Cathy Ruse, Family Research Council’s Senior Fellow for Legal Studies, a member of the Supreme Court bar, attended today’s Supreme Court oral arguments in two cases challenging the HHS mandate: Sebelius v. Hobby Lobby and Conestoga Wood Specialties v. Sebelius. Both of these family businesses face the choice of either violating their moral beliefs and providing coverage for their employees of drugs that can destroy human embryos or pay crippling fines of up to $100 per day, per employee.
Ruse released the following statement after the Supreme Court arguments:
“After listening to the oral arguments today, I am cautiously optimistic that a majority of the court understands that a family’s choice to make a living shouldn’t mean giving up your religious freedom.
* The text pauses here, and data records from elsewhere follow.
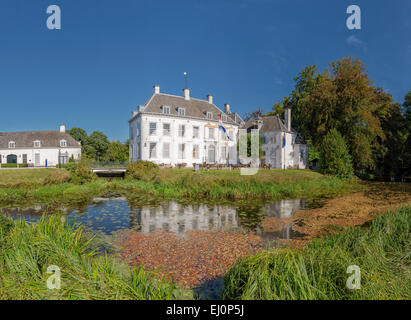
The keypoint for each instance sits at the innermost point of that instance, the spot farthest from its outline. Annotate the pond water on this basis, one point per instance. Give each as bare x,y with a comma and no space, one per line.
112,214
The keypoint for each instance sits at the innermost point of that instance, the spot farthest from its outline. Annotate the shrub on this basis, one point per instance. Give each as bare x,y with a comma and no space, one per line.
80,172
142,170
334,156
57,177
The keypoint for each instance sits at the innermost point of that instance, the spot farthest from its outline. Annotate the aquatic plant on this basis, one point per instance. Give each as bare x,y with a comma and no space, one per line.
319,271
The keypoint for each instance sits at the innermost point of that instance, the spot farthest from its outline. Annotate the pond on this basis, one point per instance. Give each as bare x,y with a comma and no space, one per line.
108,215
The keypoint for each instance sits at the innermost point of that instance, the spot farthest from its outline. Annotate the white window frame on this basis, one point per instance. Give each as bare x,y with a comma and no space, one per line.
166,155
167,133
196,129
211,136
181,150
152,155
181,130
166,110
181,111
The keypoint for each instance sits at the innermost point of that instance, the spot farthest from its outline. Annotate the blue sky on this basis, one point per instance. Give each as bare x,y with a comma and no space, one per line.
108,54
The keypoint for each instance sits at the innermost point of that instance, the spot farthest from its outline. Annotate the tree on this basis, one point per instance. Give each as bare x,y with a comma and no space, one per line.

“The justices showed strong concern for the devastating impact that the unfair HHS mandate would have on families who stand up for their consciences. The court appeared to understand the serious consequences for those who have moral or religious objections to the mandate. Families that stand up for their consciences will be forced to choose between paying crippling fines that could shut down their family businesses or dropping healthcare coverage for all their employees.
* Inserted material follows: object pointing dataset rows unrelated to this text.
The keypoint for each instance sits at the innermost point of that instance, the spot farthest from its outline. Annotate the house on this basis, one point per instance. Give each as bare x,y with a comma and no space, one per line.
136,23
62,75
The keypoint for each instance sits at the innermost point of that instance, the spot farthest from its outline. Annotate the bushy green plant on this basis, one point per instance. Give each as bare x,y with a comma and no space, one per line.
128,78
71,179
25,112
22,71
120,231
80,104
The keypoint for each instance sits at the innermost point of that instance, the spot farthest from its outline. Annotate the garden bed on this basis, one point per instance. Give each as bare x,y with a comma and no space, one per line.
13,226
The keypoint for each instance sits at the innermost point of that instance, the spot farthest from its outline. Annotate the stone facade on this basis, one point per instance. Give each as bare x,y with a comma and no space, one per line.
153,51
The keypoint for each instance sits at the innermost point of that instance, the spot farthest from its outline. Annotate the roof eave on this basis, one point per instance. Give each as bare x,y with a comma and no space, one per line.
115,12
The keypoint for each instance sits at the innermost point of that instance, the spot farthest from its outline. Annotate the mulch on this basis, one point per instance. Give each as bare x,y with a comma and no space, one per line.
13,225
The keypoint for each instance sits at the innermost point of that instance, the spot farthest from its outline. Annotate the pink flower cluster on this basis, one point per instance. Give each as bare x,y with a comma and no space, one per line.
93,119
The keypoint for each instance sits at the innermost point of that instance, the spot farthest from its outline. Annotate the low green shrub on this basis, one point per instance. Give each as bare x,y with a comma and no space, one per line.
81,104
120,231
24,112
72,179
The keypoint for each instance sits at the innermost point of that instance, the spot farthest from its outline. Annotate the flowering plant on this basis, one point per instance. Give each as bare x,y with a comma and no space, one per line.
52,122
“The justices acknowledged that one terrible choice for family businesses is dropping health insurance for all of their employees. However, should the HHS mandate be upheld, businesses would face significant fines and employees would lose the plans and doctors they have come to know and trust. That’s not good for families, kids or women.
“Respecting freedom of conscience is a long-held American tradition and the government should not impose mandates or laws that force individuals and family businesses to violate their faith. I hope the justices on the Supreme Court will recognize this long-held tradition, and grant relief to these family business owners from the unfair HHS mandate,” Ruse concluded.